Olive oil imports into the crucial North American market have slipped slightly from last season, according to the latest newsletter from the International Olive Council.
Imports of olive oil and olive pomace oil for October 2012 to June 2013 are down 1 percent for the United States and 3 percent for Canada on the same period the previous season.
The IOC figures show that in these first nine months of the 2012/13 season, the U.S. imported just under 230,000 tons, down by nearly 1,900 tons on the same period last season.
The biggest drop-off was registered in May, when the country took more than 9,000 tons less than its May 2012 total of 28,958 tons, offsetting a rise of 7,500 tons last October.

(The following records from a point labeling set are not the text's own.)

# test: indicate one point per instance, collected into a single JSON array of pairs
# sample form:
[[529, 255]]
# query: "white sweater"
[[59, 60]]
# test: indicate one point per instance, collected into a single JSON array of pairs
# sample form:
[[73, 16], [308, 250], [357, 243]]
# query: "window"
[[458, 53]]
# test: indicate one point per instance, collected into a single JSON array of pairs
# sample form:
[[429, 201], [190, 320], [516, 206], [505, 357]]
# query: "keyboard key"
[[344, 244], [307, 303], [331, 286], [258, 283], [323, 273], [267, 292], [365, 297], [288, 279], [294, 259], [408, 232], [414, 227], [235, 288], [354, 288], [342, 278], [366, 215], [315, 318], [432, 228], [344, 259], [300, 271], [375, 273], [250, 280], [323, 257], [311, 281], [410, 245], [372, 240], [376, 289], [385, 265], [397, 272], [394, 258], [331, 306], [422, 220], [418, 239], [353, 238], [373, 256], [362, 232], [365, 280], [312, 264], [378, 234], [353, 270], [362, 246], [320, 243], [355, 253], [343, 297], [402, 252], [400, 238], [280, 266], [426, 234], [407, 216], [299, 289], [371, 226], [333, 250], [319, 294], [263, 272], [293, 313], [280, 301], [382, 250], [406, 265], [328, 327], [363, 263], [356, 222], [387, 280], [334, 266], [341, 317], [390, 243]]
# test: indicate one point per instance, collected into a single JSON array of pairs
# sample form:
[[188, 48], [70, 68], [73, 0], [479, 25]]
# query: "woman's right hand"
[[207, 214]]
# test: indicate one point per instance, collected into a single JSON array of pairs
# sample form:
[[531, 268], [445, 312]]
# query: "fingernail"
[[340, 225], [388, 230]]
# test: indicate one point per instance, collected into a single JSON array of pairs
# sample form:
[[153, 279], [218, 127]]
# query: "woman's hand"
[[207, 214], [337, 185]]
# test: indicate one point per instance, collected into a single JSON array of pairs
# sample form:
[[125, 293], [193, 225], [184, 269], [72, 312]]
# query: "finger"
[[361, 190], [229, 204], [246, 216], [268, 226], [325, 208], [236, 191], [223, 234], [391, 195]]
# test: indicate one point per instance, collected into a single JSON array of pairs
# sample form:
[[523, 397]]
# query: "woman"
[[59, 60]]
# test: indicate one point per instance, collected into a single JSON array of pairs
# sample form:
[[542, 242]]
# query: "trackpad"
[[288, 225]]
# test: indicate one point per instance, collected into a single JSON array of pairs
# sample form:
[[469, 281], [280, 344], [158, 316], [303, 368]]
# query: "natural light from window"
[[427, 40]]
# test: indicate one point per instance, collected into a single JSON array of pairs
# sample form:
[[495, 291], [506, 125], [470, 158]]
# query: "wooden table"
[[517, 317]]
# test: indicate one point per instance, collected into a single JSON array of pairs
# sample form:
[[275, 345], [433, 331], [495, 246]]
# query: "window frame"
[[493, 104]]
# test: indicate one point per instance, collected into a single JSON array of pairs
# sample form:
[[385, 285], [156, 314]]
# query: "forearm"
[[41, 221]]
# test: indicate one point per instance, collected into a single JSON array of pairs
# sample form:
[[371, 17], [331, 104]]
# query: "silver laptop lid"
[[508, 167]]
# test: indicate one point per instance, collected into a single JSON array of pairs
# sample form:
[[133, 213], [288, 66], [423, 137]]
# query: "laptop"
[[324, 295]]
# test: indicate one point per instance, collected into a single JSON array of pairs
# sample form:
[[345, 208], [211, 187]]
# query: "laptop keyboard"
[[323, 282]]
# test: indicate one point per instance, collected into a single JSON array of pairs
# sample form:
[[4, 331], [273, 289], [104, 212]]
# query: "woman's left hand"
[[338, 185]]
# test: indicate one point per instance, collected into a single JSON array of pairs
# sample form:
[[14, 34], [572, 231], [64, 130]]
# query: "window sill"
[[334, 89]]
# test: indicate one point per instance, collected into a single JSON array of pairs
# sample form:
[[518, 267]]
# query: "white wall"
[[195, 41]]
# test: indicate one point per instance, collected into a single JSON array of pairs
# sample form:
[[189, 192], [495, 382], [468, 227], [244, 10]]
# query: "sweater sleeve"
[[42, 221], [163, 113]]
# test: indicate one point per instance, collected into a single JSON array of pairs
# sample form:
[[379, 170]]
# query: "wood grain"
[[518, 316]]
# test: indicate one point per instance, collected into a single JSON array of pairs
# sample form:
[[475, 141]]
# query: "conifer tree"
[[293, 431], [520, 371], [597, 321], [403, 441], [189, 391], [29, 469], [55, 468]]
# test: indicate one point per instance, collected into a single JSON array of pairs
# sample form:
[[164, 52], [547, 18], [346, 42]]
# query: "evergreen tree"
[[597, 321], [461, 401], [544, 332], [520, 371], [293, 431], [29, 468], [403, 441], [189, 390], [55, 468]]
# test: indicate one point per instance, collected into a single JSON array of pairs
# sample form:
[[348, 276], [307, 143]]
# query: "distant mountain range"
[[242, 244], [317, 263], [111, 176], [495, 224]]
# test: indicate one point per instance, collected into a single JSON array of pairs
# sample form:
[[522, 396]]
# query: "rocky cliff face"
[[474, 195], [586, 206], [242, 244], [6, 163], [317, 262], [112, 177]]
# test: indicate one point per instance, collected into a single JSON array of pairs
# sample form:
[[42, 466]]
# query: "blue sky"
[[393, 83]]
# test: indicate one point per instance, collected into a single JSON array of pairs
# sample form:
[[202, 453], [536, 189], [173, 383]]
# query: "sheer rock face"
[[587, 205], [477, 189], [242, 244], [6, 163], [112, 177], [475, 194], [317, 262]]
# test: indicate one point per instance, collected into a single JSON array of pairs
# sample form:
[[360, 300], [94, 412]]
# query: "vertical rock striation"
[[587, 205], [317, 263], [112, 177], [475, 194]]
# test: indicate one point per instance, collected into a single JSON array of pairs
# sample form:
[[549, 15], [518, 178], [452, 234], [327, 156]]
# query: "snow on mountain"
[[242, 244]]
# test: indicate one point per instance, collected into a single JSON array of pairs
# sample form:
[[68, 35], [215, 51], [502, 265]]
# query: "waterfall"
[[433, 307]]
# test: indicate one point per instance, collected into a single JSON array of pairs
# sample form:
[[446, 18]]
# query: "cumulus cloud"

In its February newsletter, the IOC reported the U.S. imported just over 317,000 tons of olive oil in 2011/12, up 8.6 percent on the previous season.
Imports also down in Australia, up in Japan, Russia, China
Imports have also slid in Australia, by 7 percent, but risen 26 percent in Japan, 9 percent in Russia, and 8 percent in China.
And data for the eight months to May shows that imports within the European Union are down 7 percent but those into the E.U. are up 53 percent. “This is obviously linked to the low level of E.U. olive oil production in 2012/2013,” the IOC said.
The IOC said that in the decade to 2012, Uruguay’s crop area grew from 500ha to 9,000ha, of which 92 percent is rainfed, and was in line to reach 11,500ha by 2015.
“Production is still small with olive oil output for the 2013/14 crop year estimated at 800 tons. Output is expected to grow in volume once the majority of the young orchards start bearing crops. This will allow Uruguay to build up its export channels, which have been rather limited so far because of the small level of production.
“Uruguay’s fledgling exports go primarily to Brazil and Central America, the United States, Canada and Japan,” it said.
Table olive market
Imports of table olives are up 23 percent in Brazil, 11 percent in Russia, 8 percent in Canada, 4 percent in Australia, and 1 percent in the U.S. for October 2012–June 2013.
The E.U. data, covering to May only, shows imports into the E.U. rose 3 percent and those within the E.U. grew 1 percent on the same period the season before, the IOC said.